For more information on the U.S. Women's National Team, visit its home page at click here.

Japan scored four unanswered points to take a 4-1 lead early in the opening set. The U.S. answered with a Hooker kill and Larson block to close to 4-3. Japan went into the first technical timeout on a 3-0 scoring run yielding an 8-4 advantage. Japan stretched its advantage to five points at 11-6. Team USA sliced the deficit to 12-10 with a Hooker kill, Akinradewo block and Japan attack that sailed wide leading into a Japan timeout. Out of the break, Tom served an ace and hit a back-row kill to tie the set at 12-all. The Americans went into the lead at 14-13 with a Tom free-ball kill and Akinradewo ace. Larson added to the lead with a kill at 15-13. Out of the second technical timeout, Japan scored consecutive points to tie the set at 16-all, then went into front at 18-17. USA took a timeout after Japan scored back-to-back points to go up 20-18. Team USA squared the set at 23-all after a block and kill by Larson leading to a Japan timeout. The U.S. saved a set point with a Bown kill, then went ahead 25-24 on a Japan error. Bown ended the set with a block at 26-24. Larson led the U.S. with six points in the opening set. All six USA starters scored at least two points in the first set. The Americans held a 6-2 margin in blocks and 2-0 edge in aces. Japan benefited from eight U.S. errors in the period.

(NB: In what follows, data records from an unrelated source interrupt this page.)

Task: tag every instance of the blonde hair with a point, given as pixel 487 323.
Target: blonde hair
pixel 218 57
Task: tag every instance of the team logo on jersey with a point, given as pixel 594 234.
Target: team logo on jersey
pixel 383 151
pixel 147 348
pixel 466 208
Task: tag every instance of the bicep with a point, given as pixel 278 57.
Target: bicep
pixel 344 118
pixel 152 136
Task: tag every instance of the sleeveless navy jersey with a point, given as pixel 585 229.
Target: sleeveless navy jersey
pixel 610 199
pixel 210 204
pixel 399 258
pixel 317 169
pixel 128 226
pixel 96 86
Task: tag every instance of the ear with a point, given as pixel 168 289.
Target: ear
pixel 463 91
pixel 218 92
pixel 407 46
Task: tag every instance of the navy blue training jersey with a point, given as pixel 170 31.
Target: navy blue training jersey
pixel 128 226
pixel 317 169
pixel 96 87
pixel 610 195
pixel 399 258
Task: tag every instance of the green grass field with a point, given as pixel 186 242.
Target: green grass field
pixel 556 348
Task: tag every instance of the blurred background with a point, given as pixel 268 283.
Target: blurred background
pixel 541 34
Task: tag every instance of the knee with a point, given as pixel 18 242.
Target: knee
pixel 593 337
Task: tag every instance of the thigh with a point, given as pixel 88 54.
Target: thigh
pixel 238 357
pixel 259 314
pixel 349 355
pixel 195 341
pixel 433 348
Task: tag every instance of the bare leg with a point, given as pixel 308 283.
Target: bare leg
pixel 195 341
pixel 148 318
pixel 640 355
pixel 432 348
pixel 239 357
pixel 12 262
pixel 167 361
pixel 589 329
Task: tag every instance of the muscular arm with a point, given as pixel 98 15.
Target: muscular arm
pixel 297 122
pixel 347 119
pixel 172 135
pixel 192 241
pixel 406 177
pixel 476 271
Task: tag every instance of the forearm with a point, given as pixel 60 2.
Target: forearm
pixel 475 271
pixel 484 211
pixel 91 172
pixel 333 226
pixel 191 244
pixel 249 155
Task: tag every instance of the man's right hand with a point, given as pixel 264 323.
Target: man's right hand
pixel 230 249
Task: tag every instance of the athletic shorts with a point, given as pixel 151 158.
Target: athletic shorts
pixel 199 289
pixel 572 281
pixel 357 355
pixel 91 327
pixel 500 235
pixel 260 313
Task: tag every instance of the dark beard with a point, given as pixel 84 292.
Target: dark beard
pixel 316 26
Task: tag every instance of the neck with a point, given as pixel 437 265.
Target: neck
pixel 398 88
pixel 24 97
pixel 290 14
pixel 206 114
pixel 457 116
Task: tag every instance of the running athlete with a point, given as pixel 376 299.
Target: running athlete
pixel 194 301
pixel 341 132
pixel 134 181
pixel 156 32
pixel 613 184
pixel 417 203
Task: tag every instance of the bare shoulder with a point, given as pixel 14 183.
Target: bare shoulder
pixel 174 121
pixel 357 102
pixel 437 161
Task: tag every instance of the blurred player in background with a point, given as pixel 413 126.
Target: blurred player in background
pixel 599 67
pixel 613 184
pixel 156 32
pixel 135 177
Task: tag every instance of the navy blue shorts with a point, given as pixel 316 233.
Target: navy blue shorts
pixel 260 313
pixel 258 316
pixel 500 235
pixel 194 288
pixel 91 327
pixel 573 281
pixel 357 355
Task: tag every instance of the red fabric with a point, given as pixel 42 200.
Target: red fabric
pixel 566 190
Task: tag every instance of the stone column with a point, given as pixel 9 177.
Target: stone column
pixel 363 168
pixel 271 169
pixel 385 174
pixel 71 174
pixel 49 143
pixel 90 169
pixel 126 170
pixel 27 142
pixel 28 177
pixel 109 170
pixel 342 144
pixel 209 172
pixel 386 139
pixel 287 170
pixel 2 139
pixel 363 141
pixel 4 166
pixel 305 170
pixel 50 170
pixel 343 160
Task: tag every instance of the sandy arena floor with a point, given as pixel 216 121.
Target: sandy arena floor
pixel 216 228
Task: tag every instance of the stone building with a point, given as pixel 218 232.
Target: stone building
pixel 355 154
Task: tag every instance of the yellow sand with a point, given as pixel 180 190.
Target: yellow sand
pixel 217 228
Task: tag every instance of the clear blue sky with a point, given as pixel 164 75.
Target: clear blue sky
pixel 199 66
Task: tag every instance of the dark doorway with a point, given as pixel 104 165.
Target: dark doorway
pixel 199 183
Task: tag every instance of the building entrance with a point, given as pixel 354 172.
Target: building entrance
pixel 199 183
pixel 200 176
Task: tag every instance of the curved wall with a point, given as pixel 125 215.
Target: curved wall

Japan picked up an early 4-1 lead in the second set. Team USA cut the deficit to 4-3 with a Hooker kill and Larson block. Tom pocketed consecutive kills to level the set at 5-all. The Americans gained the lead at 7-6 with a Glass kill and Japan error. However, Japan scored the next two points to take an 8-7 lead into the first technical timeout. Akinradewo collected back-to-back kills to yield a 10-9 American advantage, then she added another block to extend the lead to 11-9. Team USA increased its lead to 13-10 with a Hooker kill and Japan attack outside the antenna. The U.S. jumped the margin to four points at 15-11 as Larson put up a block after a Japan error. Out of a Japan timeout, Larson hit the line on a kill to put the U.S. up 16-11 at the second technical timeout. Japan narrowed the gap to three points at 18-15 leading into a USA timeout. Tom and Larson slammed consecutive kills to extend the USA cushion back to five points at 21-16, prompting a Japan timeout. The U.S. increased its lead to 23-17 with a Japan error and Hooker kill. Japan answered with back-to-back points to inch to within 23-19. Larson ended the set at 25-20 with a kill after Japan saved one set point. Akinradewo and Larson each collected five points in the second set to pace the Americans, who had five blocks as a team.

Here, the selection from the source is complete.